Nancy Pelosi se rendra samedi en Arménie

Nancy Pelosi s’est refusée à «donner plus de détails sur la visite» pour des raisons de sécurité, précisant que les Arméniens avaient formulé une invitation depuis longtemps.
Photo: John MacDougall Agence France-Presse Nancy Pelosi s’est refusée à «donner plus de détails sur la visite» pour des raisons de sécurité, précisant que les Arméniens avaient formulé une invitation depuis longtemps.

La présidente de la Chambre des représentants, Nancy Pelosi, a indiqué vendredi qu’elle allait se rendre samedi en Arménie, qui a fait face récemment à de violents affrontements à sa frontière avec l’Azerbaïdjan.

« Demain, nous allons effectuer une visite en Arménie », a déclaré Mme Pelosi, répondant à une question lors d’une conférence presse, tenue à l’occasion de la réunion pendant deux jours des présidents des parlements du G7, à Berlin.

Elle s’est refusée à « donner plus de détails sur la visite » pour des raisons de sécurité, précisant que les Arméniens avaient formulé une invitation depuis longtemps. Elle a ajouté que la visite avait lieu sous le signe du « respect des droits de la personne et du respect de la dignité de chaque être humain ».

Joe Biden a été le premier président américain en exercice à qualifier de « génocide » la mort d’un million et demi d’Arméniens massacrés par l’Empire ottoman en 1915, provoquant la colère de la Turquie.

La visite de la responsable américaine surviendra alors que plus de 200 personnes sont mortes dans de récents combats entre les troupes arméniennes et azerbaïdjanaises, les deux parties s’accusant mutuellement d’être reswponsables des affrontements.

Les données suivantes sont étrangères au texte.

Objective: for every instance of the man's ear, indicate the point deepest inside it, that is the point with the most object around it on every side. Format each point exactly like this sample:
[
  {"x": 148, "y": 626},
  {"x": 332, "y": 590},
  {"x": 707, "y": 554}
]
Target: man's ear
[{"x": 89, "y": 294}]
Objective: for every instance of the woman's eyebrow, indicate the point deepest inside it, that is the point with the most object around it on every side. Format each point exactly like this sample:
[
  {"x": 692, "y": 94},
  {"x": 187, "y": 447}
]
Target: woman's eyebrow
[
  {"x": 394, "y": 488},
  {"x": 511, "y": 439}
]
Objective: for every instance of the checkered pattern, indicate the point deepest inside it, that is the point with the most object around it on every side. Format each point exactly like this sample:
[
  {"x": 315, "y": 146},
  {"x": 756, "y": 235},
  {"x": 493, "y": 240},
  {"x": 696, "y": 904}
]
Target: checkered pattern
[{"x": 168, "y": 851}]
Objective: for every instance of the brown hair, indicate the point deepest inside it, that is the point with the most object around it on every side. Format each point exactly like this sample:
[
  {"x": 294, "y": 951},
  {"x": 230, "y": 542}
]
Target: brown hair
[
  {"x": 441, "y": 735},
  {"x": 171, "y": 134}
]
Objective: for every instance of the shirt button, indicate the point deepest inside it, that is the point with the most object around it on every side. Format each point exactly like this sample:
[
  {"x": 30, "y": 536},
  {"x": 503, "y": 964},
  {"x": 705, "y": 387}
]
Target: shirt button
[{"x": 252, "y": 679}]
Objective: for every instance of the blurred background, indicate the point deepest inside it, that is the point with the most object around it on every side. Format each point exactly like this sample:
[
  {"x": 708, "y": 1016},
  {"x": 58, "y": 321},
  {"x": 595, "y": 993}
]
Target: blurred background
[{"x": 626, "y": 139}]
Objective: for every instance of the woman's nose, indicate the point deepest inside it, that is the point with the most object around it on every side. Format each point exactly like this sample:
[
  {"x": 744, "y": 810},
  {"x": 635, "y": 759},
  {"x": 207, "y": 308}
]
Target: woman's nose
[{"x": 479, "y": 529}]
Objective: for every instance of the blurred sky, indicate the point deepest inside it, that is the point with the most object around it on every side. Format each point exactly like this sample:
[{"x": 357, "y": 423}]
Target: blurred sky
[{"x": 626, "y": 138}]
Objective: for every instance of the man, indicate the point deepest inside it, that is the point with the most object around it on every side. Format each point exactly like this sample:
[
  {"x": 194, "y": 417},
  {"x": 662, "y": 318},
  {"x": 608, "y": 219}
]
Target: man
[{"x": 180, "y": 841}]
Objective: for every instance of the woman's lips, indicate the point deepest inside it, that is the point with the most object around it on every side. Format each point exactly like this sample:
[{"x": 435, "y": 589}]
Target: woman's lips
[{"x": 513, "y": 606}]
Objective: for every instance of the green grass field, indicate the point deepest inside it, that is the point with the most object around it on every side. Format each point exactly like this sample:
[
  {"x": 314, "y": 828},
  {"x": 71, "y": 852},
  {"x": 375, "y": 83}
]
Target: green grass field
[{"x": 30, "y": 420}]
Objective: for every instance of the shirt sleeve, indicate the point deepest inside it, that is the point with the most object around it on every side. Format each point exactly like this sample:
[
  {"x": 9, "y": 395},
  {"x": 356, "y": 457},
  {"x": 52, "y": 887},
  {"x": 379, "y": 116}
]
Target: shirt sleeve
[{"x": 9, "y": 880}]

Ceux-ci ont éclaté mardi et se sont terminés par une médiation internationale dans la nuit de jeudi.

Il s’agit d’une escalade inédite depuis 2020, qui menace de torpiller un processus de paix fragile entre ces deux pays rivaux du Caucase.

Les voisins du Caucase ont mené deux guerres — en 2020 et dans les années 1990 — au sujet de la région contestée du Haut-Karabakh, une enclave peuplée d’Arméniens de l’Azerbaïdjan.

C’est la seconde fois en peu de temps que Mme Pelosi se trouve au centre de tensions géopolitiques. En août, sa visite à Taïwan au mépris des avertissements de Pékin, qui revendique l’île, avait suscité la grogne de la Chine.